Juan Goytisolo comprendió todo esto mucho antes, cuando la
sociedad española imponía sus legislaciones de terror y silencio, finalizada
aquella traición a los verdaderos signos de identidad que nos habían conformado
y que dio en llamarse Guerra Civil. Una contienda que había barrido todo signo
de inquietud cultural, entre otras muchas cosas, y que aún, a la vista está, no
ha logrado esconderse tras los visillos de la Historia, por mucho que tantos la
disimulen bajo la alfombra cuando llegan las visitas. El caso es que él se
declaró disidente casi a la par que lo hacía escritor, poeta. Disidente de la España
oficial y sus literaturas ídem, disidente de todo lo que hoy pretende
amarrarnos a un presente huérfano de referentes.

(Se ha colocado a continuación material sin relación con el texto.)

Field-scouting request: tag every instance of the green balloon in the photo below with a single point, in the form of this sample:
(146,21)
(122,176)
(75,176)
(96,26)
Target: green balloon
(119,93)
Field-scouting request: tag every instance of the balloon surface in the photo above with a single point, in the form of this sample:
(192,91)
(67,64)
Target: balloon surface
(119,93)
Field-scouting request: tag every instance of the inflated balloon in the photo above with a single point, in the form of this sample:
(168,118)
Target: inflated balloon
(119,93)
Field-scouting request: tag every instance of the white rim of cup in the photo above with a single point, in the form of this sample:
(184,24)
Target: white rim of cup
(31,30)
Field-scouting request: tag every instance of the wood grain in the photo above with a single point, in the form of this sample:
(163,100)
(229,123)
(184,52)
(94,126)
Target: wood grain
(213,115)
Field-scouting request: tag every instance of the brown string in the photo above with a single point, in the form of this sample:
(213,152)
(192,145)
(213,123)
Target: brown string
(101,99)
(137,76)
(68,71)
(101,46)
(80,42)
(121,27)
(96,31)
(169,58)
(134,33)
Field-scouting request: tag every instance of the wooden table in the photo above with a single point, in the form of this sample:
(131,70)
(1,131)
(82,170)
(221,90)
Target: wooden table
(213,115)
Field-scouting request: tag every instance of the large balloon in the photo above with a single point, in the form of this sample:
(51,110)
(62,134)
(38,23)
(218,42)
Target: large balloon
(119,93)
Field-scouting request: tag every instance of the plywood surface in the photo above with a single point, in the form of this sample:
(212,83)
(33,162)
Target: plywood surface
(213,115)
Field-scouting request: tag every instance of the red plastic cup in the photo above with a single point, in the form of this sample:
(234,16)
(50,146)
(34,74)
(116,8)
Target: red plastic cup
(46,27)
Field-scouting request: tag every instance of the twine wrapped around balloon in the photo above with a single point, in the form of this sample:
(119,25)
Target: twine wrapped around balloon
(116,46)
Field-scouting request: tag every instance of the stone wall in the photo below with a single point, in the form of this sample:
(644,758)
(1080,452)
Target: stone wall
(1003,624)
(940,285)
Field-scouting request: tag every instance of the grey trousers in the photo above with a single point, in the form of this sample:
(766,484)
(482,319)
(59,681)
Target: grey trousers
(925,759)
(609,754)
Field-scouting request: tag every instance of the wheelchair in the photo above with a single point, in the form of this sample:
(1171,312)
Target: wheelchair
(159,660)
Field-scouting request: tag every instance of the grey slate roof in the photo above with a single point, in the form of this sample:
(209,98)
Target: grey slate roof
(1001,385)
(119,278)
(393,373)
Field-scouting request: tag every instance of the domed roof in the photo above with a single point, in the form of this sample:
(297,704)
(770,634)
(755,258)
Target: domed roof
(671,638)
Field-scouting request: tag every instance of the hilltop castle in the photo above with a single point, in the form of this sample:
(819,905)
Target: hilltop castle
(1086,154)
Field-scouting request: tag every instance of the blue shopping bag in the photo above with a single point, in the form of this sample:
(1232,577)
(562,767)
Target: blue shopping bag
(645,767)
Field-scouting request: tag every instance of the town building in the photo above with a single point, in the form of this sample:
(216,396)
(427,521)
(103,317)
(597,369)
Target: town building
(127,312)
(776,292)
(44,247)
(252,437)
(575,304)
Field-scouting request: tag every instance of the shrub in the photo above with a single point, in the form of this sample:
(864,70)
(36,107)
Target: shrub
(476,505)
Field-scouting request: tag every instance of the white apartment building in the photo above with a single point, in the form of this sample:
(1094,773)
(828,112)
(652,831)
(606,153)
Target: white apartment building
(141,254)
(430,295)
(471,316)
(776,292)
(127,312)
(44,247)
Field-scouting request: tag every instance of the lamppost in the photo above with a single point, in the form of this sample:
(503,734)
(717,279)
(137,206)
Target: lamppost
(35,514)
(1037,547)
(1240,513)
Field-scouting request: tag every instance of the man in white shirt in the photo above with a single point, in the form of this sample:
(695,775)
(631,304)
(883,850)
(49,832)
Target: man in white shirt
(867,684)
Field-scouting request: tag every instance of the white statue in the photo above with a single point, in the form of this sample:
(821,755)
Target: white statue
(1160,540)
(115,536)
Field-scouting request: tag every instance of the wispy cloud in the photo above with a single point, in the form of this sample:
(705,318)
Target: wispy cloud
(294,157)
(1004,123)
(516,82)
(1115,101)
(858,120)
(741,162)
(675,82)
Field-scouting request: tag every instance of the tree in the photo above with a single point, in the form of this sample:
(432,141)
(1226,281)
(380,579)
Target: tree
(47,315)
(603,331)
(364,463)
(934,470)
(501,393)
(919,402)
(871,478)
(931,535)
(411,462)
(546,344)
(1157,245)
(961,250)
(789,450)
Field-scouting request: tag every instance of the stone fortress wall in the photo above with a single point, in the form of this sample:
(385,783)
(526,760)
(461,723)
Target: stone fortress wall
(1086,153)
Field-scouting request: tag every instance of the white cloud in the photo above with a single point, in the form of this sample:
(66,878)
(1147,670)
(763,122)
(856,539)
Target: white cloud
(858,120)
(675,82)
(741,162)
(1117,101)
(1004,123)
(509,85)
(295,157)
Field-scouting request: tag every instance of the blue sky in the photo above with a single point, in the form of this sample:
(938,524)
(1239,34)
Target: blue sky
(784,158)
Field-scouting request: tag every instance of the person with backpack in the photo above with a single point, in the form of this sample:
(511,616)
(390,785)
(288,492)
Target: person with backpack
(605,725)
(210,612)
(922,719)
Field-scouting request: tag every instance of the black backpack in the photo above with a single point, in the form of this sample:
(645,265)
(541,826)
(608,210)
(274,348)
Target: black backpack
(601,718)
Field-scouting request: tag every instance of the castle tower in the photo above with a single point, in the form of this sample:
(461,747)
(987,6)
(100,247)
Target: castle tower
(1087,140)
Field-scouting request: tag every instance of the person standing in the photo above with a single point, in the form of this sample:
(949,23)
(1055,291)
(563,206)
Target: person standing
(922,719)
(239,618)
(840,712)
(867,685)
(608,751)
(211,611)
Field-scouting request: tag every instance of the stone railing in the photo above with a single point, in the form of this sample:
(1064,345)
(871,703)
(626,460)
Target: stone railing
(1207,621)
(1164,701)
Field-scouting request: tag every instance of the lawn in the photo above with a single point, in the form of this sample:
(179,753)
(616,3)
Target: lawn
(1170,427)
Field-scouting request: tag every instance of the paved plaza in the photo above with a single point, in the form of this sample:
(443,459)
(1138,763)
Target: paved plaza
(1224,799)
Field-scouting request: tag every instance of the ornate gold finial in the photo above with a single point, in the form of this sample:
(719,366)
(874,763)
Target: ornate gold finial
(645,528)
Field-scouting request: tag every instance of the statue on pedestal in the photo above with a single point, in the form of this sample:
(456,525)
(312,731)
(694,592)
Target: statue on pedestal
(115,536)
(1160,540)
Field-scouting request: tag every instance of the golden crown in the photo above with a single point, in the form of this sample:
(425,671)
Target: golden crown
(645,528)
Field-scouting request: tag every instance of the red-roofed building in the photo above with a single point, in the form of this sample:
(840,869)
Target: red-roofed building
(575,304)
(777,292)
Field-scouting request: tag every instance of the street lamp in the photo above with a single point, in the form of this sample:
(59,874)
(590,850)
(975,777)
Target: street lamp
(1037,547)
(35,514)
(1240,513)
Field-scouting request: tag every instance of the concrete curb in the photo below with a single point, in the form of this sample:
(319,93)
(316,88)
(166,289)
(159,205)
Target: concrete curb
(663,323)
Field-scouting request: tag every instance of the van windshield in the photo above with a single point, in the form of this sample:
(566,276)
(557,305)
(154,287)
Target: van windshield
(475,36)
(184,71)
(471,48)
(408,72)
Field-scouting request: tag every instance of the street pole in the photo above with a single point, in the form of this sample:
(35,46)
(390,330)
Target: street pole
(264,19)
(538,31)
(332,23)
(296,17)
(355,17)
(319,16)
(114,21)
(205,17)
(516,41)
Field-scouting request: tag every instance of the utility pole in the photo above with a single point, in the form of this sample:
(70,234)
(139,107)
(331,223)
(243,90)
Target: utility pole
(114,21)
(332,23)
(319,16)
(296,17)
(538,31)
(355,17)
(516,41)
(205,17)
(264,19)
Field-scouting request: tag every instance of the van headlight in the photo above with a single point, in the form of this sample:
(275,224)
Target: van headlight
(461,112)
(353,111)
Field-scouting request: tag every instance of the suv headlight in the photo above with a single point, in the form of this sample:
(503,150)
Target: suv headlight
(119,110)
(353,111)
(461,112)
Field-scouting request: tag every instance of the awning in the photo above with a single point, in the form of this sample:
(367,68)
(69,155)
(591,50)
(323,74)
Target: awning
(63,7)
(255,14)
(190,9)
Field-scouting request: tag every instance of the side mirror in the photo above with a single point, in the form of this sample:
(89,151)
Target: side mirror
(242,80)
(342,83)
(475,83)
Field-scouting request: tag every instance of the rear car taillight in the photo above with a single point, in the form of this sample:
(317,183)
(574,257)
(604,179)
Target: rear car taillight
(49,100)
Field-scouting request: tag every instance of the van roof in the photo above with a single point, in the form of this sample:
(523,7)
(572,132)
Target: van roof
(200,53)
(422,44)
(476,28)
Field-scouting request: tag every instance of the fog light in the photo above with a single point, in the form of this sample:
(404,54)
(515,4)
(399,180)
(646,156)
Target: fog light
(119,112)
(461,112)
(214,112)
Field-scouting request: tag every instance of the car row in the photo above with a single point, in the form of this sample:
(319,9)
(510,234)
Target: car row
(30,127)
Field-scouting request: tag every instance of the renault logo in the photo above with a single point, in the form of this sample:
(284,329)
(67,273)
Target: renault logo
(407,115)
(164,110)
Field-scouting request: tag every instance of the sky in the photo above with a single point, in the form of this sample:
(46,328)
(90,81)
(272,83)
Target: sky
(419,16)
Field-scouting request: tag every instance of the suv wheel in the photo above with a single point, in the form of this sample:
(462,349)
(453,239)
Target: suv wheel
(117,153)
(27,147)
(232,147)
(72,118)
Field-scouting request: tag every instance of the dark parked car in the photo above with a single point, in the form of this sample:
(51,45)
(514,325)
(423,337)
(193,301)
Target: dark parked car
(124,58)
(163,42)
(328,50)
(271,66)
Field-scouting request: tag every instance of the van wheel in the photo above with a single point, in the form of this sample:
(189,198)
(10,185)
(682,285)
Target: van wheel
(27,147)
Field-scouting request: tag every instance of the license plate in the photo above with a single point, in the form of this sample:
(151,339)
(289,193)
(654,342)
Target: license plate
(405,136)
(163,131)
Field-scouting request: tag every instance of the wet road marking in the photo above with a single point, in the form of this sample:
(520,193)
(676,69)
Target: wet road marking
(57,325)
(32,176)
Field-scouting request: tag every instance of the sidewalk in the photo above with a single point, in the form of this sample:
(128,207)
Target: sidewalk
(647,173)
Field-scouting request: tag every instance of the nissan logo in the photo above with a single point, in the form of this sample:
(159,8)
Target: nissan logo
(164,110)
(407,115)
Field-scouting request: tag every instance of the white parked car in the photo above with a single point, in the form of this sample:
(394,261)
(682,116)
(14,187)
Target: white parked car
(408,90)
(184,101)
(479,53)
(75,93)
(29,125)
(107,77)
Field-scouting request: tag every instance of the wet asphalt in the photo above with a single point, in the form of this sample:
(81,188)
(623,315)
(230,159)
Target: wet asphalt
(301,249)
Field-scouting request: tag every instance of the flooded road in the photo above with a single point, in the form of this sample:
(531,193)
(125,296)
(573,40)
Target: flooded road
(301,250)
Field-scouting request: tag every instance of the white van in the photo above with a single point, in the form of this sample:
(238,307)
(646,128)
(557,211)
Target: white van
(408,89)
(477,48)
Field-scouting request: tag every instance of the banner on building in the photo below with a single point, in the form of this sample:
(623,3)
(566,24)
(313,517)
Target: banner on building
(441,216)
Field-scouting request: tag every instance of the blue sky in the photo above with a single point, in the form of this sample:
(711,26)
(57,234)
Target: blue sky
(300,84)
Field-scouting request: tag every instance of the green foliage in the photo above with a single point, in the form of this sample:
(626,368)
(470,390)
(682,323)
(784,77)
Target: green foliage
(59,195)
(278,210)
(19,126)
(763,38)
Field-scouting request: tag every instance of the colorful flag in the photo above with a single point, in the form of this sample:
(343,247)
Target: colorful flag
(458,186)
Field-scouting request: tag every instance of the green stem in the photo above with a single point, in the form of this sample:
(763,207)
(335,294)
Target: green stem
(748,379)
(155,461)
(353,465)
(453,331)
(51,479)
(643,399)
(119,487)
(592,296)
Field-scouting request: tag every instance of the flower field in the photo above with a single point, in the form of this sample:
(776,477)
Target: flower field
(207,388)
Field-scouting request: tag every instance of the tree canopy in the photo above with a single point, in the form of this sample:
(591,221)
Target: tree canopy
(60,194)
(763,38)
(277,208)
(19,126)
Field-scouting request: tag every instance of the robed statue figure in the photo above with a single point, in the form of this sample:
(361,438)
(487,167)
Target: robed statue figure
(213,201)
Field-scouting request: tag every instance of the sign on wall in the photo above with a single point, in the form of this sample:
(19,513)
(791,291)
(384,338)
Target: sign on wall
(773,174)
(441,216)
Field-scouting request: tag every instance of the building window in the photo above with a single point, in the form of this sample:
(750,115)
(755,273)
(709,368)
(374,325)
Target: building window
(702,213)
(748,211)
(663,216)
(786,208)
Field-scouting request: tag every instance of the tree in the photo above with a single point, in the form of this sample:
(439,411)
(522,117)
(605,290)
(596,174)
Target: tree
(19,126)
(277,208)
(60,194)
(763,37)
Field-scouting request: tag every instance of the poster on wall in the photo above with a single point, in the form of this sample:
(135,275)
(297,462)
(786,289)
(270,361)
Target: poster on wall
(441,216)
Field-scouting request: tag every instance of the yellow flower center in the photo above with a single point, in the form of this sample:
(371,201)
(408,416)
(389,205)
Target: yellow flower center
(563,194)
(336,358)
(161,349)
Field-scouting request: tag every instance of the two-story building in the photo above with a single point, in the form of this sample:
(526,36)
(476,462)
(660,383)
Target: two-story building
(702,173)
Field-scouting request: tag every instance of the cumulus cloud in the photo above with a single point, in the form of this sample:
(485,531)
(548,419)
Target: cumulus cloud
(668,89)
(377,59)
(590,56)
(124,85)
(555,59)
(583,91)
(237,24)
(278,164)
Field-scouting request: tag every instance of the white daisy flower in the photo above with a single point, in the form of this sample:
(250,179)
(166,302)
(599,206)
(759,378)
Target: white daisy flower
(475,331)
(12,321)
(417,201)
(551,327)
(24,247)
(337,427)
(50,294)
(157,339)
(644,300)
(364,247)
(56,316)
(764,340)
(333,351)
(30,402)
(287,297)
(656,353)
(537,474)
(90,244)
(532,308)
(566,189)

Y hoy, aquí, en Marrakech, contemplo maravillado cómo de su garganta brotan
por igual los gritos de los aguadores, las intrincadas narraciones de los
cuentacuentos, el silabeo aflautado que despierta a las serpientes, la
inacabable oferta vociferada por mercaderes y pillos, los ingeniosos
chascarrillos de los ciudadanos... y comprendo que la Historia no la escriben
los vencedores, que el futuro de la lengua no se dicta en libros ni academias,
sino que se habla en las plazas públicas… y en los cafés, especialmente en los
del mundo musulmán en que aún regalan el tiempo, los contertulios, al hablar
pausado y meditabundo. En Occidente, los cafés van desapareciendo como lugar de
encuentro e intercambio de opiniones, y sólo nos acercamos a los que van
quedando con la prisa por marchar al siguiente bar mordiéndonos los talones.
Algún día comprenderán los ciudadanos (ni pizca de fe en las autoridades)
dónde habita la esencial semilla del habla y la literatura (tan despreciada
hoy, tan de saldo), que vienen al fin a ser lo mismo: vida en desarrollo. Y Juan
Goytisolo, aunque ya no esté, seguirá aquí, a la sombra de una temperatura
mortal, en Marrakech, en la Plaza de Xemáa-El-Fna, en el café de France,
moldeando la gloriosa gangrena de la palabra, coloreando las esquinas verbales
que los tiempos anhelan dejar fuera de foco.
Hoy comprendo que las páginas de Al-Maqhaa han quedado por siempre huérfanas de ese café en que Juan
Goytisolo erigió la mayor de sus disidencias, la que le alejó de un presente
cobarde y vacío, ausente de vida. Porque la vida es amalgama de voces que no deberíamos
dar por extinguidas y que son, a pesar de todo, las voces del ahora.